Process for forming adherent chromium electrodeposits from high energy efficient bath on ferrous metal substrates

An improved activation solution is provided for forming adherent chromium electrodeposits on metal substrates from high energy efficient chromium baths. The solution is a substantially neutral alkali metal sulfate solution.

BACKGROUND OF THE INVENTION 
1. Field of the Invention 
This invention relates to electrodeposition of chromium on basis metals, 
and, more particularly, it is concerned with an activation process by 
which an adherent chromium electrodeposit is formed on ferrous metal 
substrates using a high energy efficient chromium plating bath. 
2. Description of the Prior Art 
The use of high efficiency chromium plating processes has been hampered by 
the inability to obtain adequate coating adhesion to certain basis metals. 
Chromium plating baths containing halides have exhibited adhesion problems. 
Such baths are of the types disclosed in Mitsui, J7B-33941 (September, 
1978); Dillenberg U.S. Pat. No. 4,093,522; Perakh et al., U.S. Pat. No. 
4,234,396; and Chessin, U.S. Pat.

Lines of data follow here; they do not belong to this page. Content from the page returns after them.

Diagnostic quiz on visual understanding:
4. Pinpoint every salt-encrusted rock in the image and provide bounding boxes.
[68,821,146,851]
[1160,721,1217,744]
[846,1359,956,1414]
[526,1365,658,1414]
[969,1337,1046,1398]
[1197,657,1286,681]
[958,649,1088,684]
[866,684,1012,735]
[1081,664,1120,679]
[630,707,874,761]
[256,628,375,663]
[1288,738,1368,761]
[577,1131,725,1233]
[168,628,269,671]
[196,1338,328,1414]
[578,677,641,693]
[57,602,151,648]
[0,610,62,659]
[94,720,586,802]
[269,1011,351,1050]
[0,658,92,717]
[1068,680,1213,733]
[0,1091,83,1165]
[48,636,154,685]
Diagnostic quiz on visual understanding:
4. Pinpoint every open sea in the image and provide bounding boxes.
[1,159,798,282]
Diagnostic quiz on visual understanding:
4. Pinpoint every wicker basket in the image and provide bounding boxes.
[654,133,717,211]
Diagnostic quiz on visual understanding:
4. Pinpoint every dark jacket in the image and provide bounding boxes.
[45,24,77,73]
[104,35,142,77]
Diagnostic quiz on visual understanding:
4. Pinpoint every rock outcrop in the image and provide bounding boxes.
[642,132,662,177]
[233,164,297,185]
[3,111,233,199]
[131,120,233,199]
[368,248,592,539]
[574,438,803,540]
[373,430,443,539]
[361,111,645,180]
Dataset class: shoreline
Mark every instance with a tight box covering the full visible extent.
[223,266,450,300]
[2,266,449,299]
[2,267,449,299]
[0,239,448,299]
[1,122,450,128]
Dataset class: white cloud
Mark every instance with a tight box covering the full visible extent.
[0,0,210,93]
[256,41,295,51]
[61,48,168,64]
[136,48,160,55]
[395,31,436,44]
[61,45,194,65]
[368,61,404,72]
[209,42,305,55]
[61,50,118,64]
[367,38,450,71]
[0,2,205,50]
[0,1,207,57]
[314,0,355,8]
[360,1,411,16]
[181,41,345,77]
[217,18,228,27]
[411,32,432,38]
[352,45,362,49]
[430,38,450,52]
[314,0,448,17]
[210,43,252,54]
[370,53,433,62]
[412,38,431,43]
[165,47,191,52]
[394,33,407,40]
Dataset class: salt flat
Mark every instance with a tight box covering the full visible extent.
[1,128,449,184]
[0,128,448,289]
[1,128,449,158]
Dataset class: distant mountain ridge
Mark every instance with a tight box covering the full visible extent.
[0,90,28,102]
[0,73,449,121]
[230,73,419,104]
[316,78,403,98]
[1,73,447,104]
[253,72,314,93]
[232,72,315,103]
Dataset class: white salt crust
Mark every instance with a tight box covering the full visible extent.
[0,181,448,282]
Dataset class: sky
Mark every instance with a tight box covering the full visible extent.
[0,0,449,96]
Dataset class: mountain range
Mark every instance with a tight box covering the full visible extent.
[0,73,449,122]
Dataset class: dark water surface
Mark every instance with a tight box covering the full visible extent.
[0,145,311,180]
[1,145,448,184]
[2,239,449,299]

Nos. 4,450,050 and 4,472,249. 
The problem has been attributed to the presence of a halide which may 
interfere at the initiation of deposition. 
In order to obtain an adequate bond as measured by ASTM B 571-79, with 
typical chromium plating solutions, such as those using a solution of 
chromic acid and catalysts such as sulfate or sulfate in combination with 
various fluorides, the usual technique is to reverse or anodically etch a 
ferrous workpiece in the plating solution or in a separate chromium acid 
containing solution at a predetermined current density for a predetermined 
time. 
A table which lists the time lengths for such an etching process is found 
in "Metal Finishing" 80 (5) 65-8 (1982) by C. H. Peger. The use of certain 
sulfuric acid and hydrofluoric acid etches for specific stainless steels 
is also suggested in the publication. 
Anodic chromic acid treatments for 400 stainless steel alloys and for low 
and high carbon steels is disclosed in "48th Metal Finishing 
Guidebook-Directory" 78, 188-202 (1980) by A. Logozzo. Also recommended 
are cathodic treatments in sulfuric-fluoride solutions for 300 stainless, 
for nickel alloys and for cast iron. 
A further alternative which is found in the prior art is the use of a Woods 
nickel strike for certain special nickel and cobalt-based alloys. (Boeing 
Aircraft) BAC5709-5.2j(1). 
The use of a ferric chloride-hydrochloric acid solution as a clearing agent 
for the smut produced by anodic sulfuric etches is disclosed at page 137 
of "Hard Chromium Plating" Robert Draper Ltd., Teddington, 1964 by J. D. 
Greenwood. 
Brune and McEnally in "Plating"42, 1127-32 (1955) describe the use of a 
magnesium sulfate sulfuric acid anodic etch solution for preparing ferrous 
parts for plating. Similarly, ASTM Specification B-242-49T suggests the 
application of an anodic etch using a sulfuric acid solution containing 
sodium sulfate. ASTM B177-68 described the use of sulfuric acid or chromic 
acid as activators for chromium electroplating on steel for engineering 
use. 
Chessin in U.S. Pat. No. 4,450,050 described an activation pretreatment for 
bonding high efficiency chromium electrodeposits on a metal substrate 
which is characterized by the step of first plating the substrate metal 
with iron or an iron alloy from an iron salt containing bath. 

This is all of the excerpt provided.